Я знал вкусы каждого члена съемочной группы, кто какие любил напитки и бутерброды. И хотя я был всего лишь третьим ассистентом режиссера, я знал, что, если приготовлю отличный кофе и вкусные бутерброды, группа будет в хорошем настроении, работа будет спориться, и фильм получится лучше. Так что качество фильма зависело от моих бутербродов.
Единственным, кого я не мог удивить, был режиссер-постановщик. Хоть и по-доброму, он на всех давил. У него двери были всегда распахнуты для творчества, а возможности безграничны. Он не желал довольствоваться тем, что знал, или тем, что задумал. Он готов был использовать ветер, приливы, юмор. Ему нравилось сбивать с толку съемочную группу. Карло знал, что в привычном нет творчества. Он работал в духе Пиала, только по-доброму.

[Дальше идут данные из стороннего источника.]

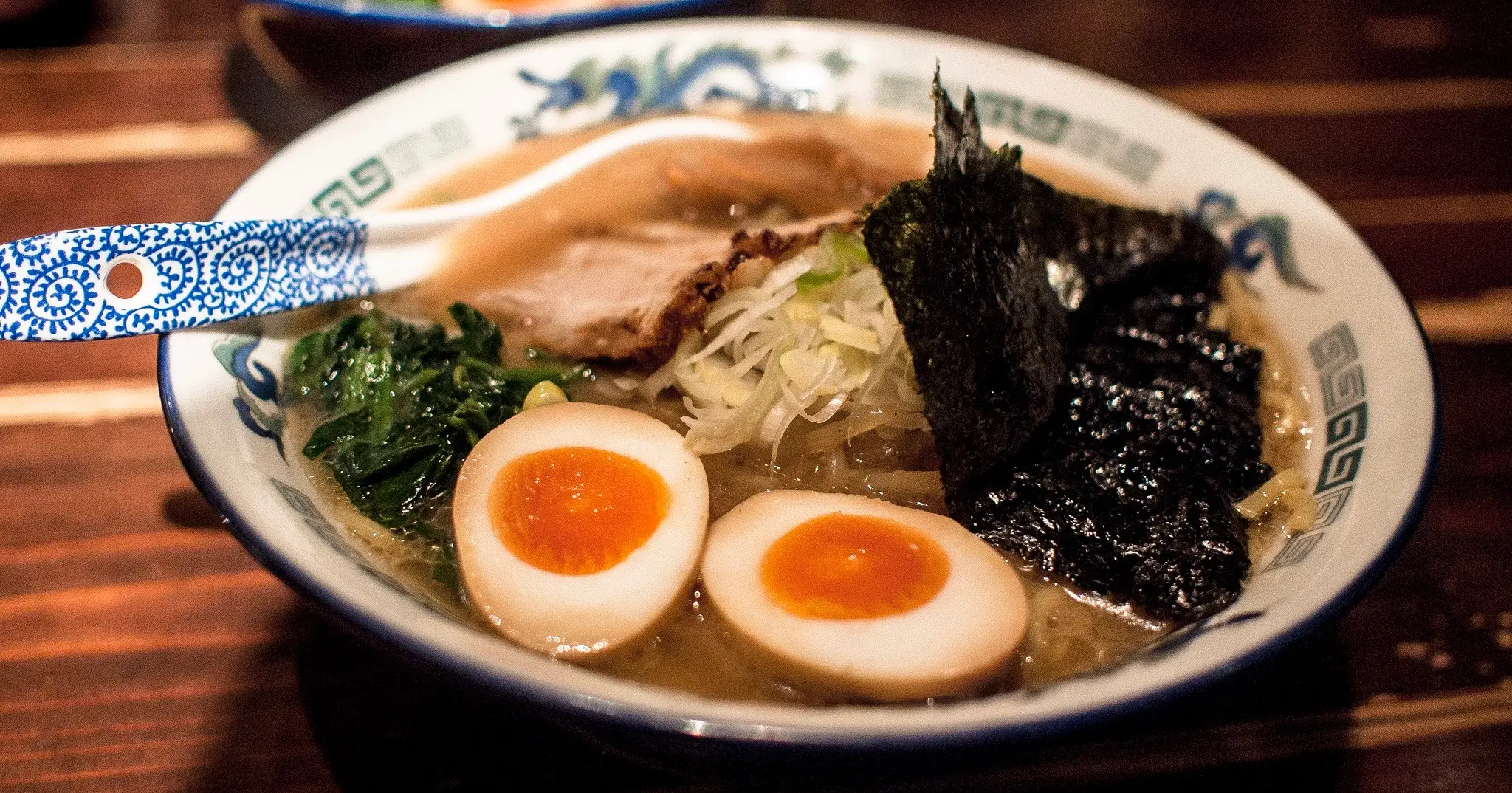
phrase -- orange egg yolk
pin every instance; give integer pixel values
(853, 566)
(577, 510)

Все три недели парижских съемок я пахал как вол, поскольку съемочная группа вскоре должна была отправиться на юг, чтобы завершить основную часть фильма, который назывался «Два льва на солнце», и я понимал, что за место нужно бороться.
Но вот однажды утром Патрик пришел и объявил, что меня в поездку не берут. Бюджет трещал по швам, и он не мог мне платить зарплату, не мог оплачивать гостиницу и питание. Я состроил печальные собачьи глазки, но Патрик был непреклонен, и от своего решения отступать не собирался. На съемочной площадке я делал все, что мог, но вдохновение меня покинуло. Карло забеспокоился, и я поведал ему о моей печали. Он ласково похлопал меня по плечу и постарался утешить.

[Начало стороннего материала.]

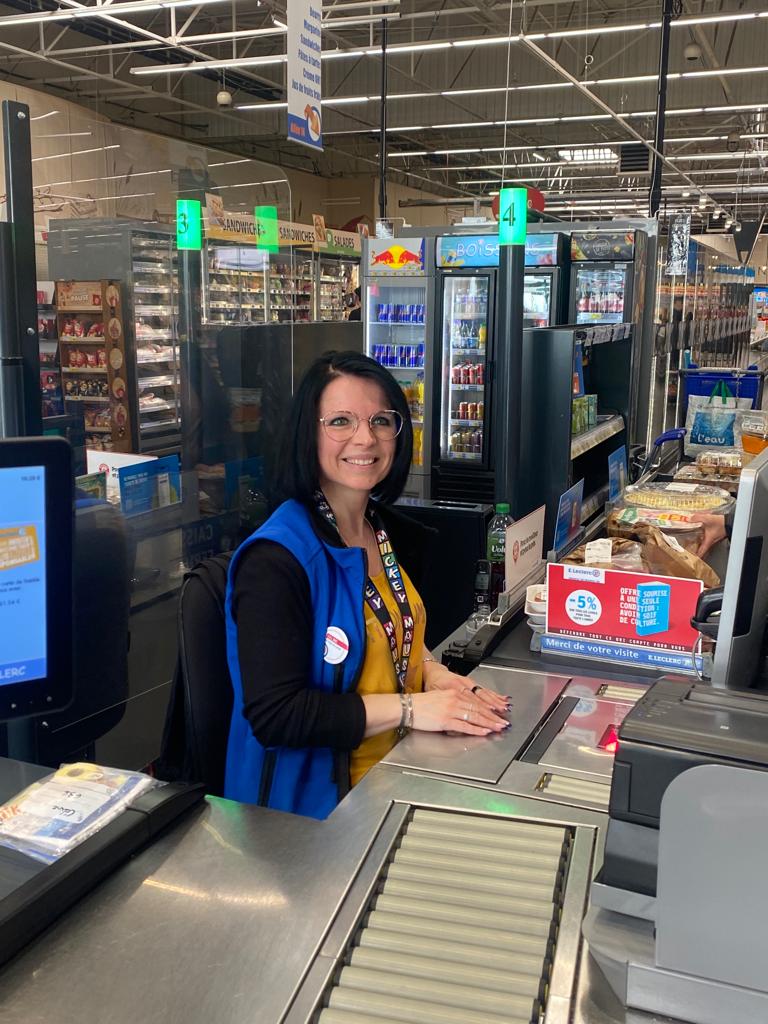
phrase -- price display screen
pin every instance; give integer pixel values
(23, 576)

Начался обеденный перерыв. На выездных съемках нас обычно сопровождала передвижная столовая. Повар готовил еду прямо в машине и накрывал на стол в разбитой по такому случаю большой палатке. Я уселся в уголке и ковырял вилкой в тарелке. Есть мне не хотелось. Ко мне подошел Патрик.
– Все в порядке. Ты победил. Ты тоже едешь, – объявил он с улыбкой.
Я признался, что ничего не понял.
– Группа скинулась, чтобы ты поехал, – пояснил он.
Я обернулся к залу. Все смотрели на меня с лукавой улыбкой. Я наблюдал за ними в течение нескольких недель, а тут внезапно понял, что и они за мной наблюдали. Карло Варини подмигнул мне, и я залился слезами.
Съемки были перенесены вглубь страны, в Роквер. Солнце сильно припекало, цикады затихли. Я не видел моря, но чувствовал его. Оно ощущалось в воздухе.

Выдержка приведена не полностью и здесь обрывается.